Chef Sunny Jin Elevates Montana Cuisine

Chef Sunny Jin is a traveler by nature. He’s a tireless forager, always searching for the next fresh local ingredient. And The Resort at Paws Up is thrilled to have him as our new executive chef.

“For me, happiness and inspiration come from my foraging walks and a dedication to sustainability,” Jin said recently. “Hiking the local area is really the best way to get in tune with the Montana landscape and the endless bounties it provides. It’s such an inspiring place. There’s an endless supply of local and seasonal plants, vegetables, fruit and game. In that regard Montana really can’t be beat.”

Since arriving at Paws Up, Jin has also been taking road trips to visit local purveyors. “I’ve been reaching out to reestablish existing relationships and forge new ones. I’m looking for sustainable excellence in our ingredients,” he said.

All of this translates incredibly well to his new role as culinary leader at Paws Up. Jin’s dedication to excellence and his flexibility and creation of free-flowing menus learned on a global stage, along with his fondness for seafood and wild game, work well in the wilds of Montana. Lest there be any doubt about the current level of culinary excellence at Paws Up, Jin was added to the list of chefs at 2018’s prestigious Pebble Beach Food & Wine, the premier epicurean lifestyle event on the West Coast. Among its former notable chefs: Philippe Legendre, Wolfgang Puck and Thomas Keller, one of Sunny Jin’s early mentors at the French Laundry. We sat down with Chef Sunny to ask him a few questions:

Is there a particular mindset you bring to your daily menus?

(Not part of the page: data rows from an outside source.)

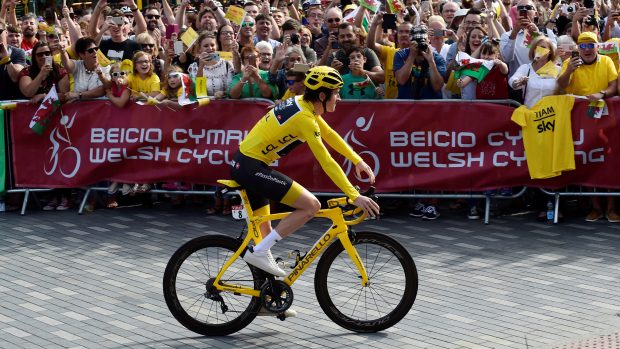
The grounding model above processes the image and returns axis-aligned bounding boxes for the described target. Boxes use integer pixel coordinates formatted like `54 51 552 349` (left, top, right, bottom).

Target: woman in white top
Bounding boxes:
61 37 110 100
187 32 235 98
508 36 560 108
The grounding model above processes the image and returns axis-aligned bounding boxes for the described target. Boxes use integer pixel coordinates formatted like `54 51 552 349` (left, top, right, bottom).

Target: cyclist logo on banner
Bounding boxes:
342 113 381 182
43 112 81 178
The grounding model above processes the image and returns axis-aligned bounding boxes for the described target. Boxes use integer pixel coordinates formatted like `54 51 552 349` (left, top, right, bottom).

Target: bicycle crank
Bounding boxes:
260 277 293 313
205 278 228 314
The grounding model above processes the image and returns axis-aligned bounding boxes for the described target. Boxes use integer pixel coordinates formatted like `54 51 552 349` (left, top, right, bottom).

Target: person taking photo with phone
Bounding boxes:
558 32 620 223
499 0 557 76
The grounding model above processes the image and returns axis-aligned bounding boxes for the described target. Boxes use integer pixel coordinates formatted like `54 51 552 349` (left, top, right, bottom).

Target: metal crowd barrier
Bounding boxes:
5 98 620 224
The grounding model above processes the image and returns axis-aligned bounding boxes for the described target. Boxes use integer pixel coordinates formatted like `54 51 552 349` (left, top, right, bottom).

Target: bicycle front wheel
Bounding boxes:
314 232 418 332
163 235 260 336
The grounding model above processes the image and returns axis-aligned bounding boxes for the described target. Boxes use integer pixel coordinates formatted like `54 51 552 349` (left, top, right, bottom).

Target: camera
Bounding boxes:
560 4 577 13
291 33 299 45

I want to serve something that I would like to eat and at the same time be proud of, and of course our kitchen’s staff and our guests’ opinions matter greatly.

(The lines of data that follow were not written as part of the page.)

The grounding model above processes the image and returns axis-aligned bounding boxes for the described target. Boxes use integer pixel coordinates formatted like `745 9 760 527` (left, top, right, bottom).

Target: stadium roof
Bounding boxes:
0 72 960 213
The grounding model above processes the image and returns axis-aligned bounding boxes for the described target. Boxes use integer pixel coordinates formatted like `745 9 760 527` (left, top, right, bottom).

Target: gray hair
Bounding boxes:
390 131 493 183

Are there specific things you’ve found inspiring on your foraging walks? What piques your culinary fancy?

Lots of new exciting ideas occur to me every day in Montana. It’s such an inspiring place, with culinary riches like wild huckleberries, cherries, morel mushrooms, sage, Saskatoon berries, spruce tips, purslane. And what we can do with elk, bison, duck and trout.

Is it challenging to cook for our diverse Paws Up audiences, small groups and large?

Forever the optimist, I don’t see challenges but rather pleasant surprises. I enjoy teaching our culinary team at Paws Up, as well as learning from them.

What inspires the culinary staff to achieve greatness varies. It could be a tasting menu for a couple celebrating a special occasion or a group of 50 sampling various dishes at the Equestrian Center.

How does all of this—your rich experiences, the local sourcing—come together on a menu?

Our menus are free-flowing, and we’ve made progress in last few months from changing one thing at a time to changing three or four items while creating menu layers. We offer variety and tailor things to our guests and never sacrifice on quality or our standards. We’ll keep a large focus on cooking with Montana elk and bison and the highest quality beef. We strive to source animals fed and raised in an antibiotic- and growth-hormone-free, responsible way. Some of our recent dishes have included:

Crispy Duck Hash with Mustard Greens

Cedar Plank Salmon on Wilted Kale

Sherry-Braised Beef Short Ribs

Have you had a chance to work with some of the guest chefs at The Resort’s special culinary events?

Yes, I have. WinterFest was great. I love to see how other chefs work and engage with them. Collaboration is everything. Guest chefs help us keep it fresh and keep it engaged.

So, this area really seems to suit your “cook locally, cook sustainably” philosophy?

It does. I personally feel more driven by responsibility and less compelled by style. The reward for me is when I’m able to engage and connect with local farmers and ranchers. Their commitment to their craft and community is where I gain a sense of obligation. That obligation is then the intentional focal point in every meal.

Sounds like you are finding the kinds of local support you had hoped for?

Definitely, with Missoula and our neighboring rural communities, we are good neighbors. They may deliver food for sourcing our dishes, and if someone has a fence down, I’m more than willing to help fix it. Now that’s a culinary philosophy that’s as localized as it gets.